Les paroles de Pierre Legendre

Une assistante sociale et une infirmière m'ont demandé: "à quoi ça sert de se syndiquer?".

En cherchant des arguments, j'ai pensé hier à Merleau-Ponty (voir message précédent). Je pense aujourd'hui à un autre auteur : Pierre Legendre.

Voici des extraits d'un entretien sur France Culture, sur le thème: on a le choix de « devenir un idiot ou de se construire »

« La pomme tombe sous le pommier… je suis comme la pomme: j'ai eu à faire aux parents qui m'ont enfanté. Et j'ai quelques souvenirs. Quand je suis venu au monde, c'était la détresse économique; j'ai appris au berceau ce qu'on apprend par les livres : la férocité sociale, les classes sociales, ou les castes… et la fracture du regard chez un enfant.

L'anecdote est la suivante: nous allions à l'église dans le banc des pauvres, au fond de l'église, et au moment de la quête, le prêtre passait devant sans s'arrêter. Et je me souviens avoir capté le regard un jour de celui qui faisait la quête. Les pauvres étaient dispensé de quête. Ce regard est resté ancré dans ma mémoire; c'est ça la fracture du regard. L'enfant entre dans l'interrogation, sans mots bien sûr, sur la contradiction, le hiatus, la séparation, l'exclusion…des choses essentielles que j'ai appris moi de cette façon.

Il y a deux manières d'entrer dans la vie : ou bien on devient "revendiquant", un protestataire, un pisseur de vinaigre, ou bien on en fait quelque chose. Alors moi, enfant de cette Normandie taciturne, j'ai travaillé tout ça, mais je n'ai rien à voir avec les marchands de… ça c'est très bien porté en France, ça fait même de très belles carrières : le ressentiment, la haine sociale, etc…tout ça n'est pas mon aliment, je m'alimente d'autre choses. C'est une très grande expérience d'entrer dans la vie de cette façon. Personne n'a choisi ses parents, on est enfant d'un destin qui ne vous quitte pas, le tout est de voir comment on s'accommode de hasards du destin, et comment on peut travailler à retourner subjectivement la carte. »

 Une anecdote d'écolier :

 « Le prof a dit "il faut enlever les pages de la guerre de 14". Mon père, qui avait traversé la première guerre mondiale et avait échappé au pire, ayant traversé l'enfer de Verdun, m'a dit : « il est pas question, tu diras à ton prof que ton père ne veut pas ». J'étais le seul écolier qui avait conservé les pages.

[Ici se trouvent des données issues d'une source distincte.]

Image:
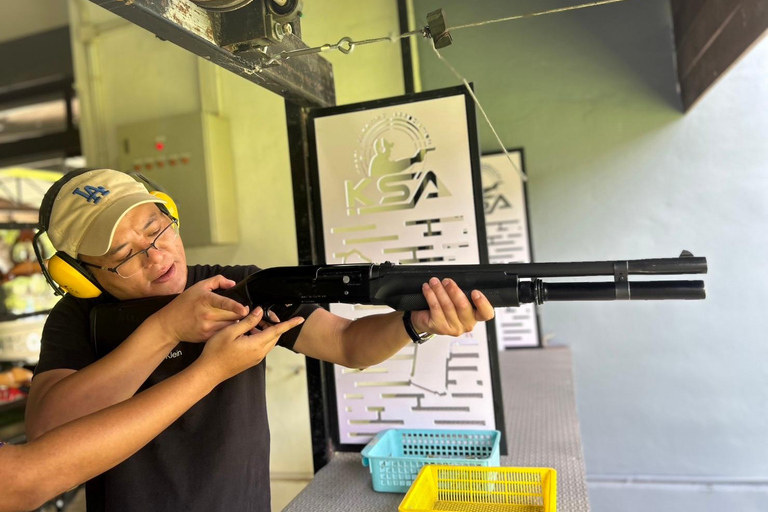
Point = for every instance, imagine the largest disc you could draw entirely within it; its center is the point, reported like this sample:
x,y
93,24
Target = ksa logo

Ca donne une idée de l'état d'esprit.Lles Allemands n'en demandaient pas tant! Ce conformisme, cet état d'esprit grégaire… que j'ai rencontré dans le monde académique, l'esprit grégaire, le conformisme. J'ai appris ce qu'on appelle d'un bien grand mot: la dignité. »

Une autre anecdote d'enfance :

« Ma mère n'acceptait pas de recevoir des cadeaux pour nécessiteux, et elle renvoyait les habits usés que les gens, très bien intentionnés du reste, se faisait un devoir de donner à ceux qui leur paraissait être digne de la charité publique. Ce sont des grandes leçons, qui m'ont tenu à l'écart de tous ces mouvements de …de…je ne sais comment les qualifier, de "protestataires", de grandes gueules! Je déteste les grandes gueules! qui font de grands discours, avec les hauts parleurs dans la rue, qui jouent les Lénine de Prisunic à la gare de l'est, et autres intellectuels …ça fait de très belles carrières ce genre d'attitudes, mais ça n'est pas mon fait. »

 

 

10 février 2012

Les mots de Maurice Merleau-Ponty

Cette semaine, deux salariées m'ont demandé: "ça sert à quoi de se syndiquer?"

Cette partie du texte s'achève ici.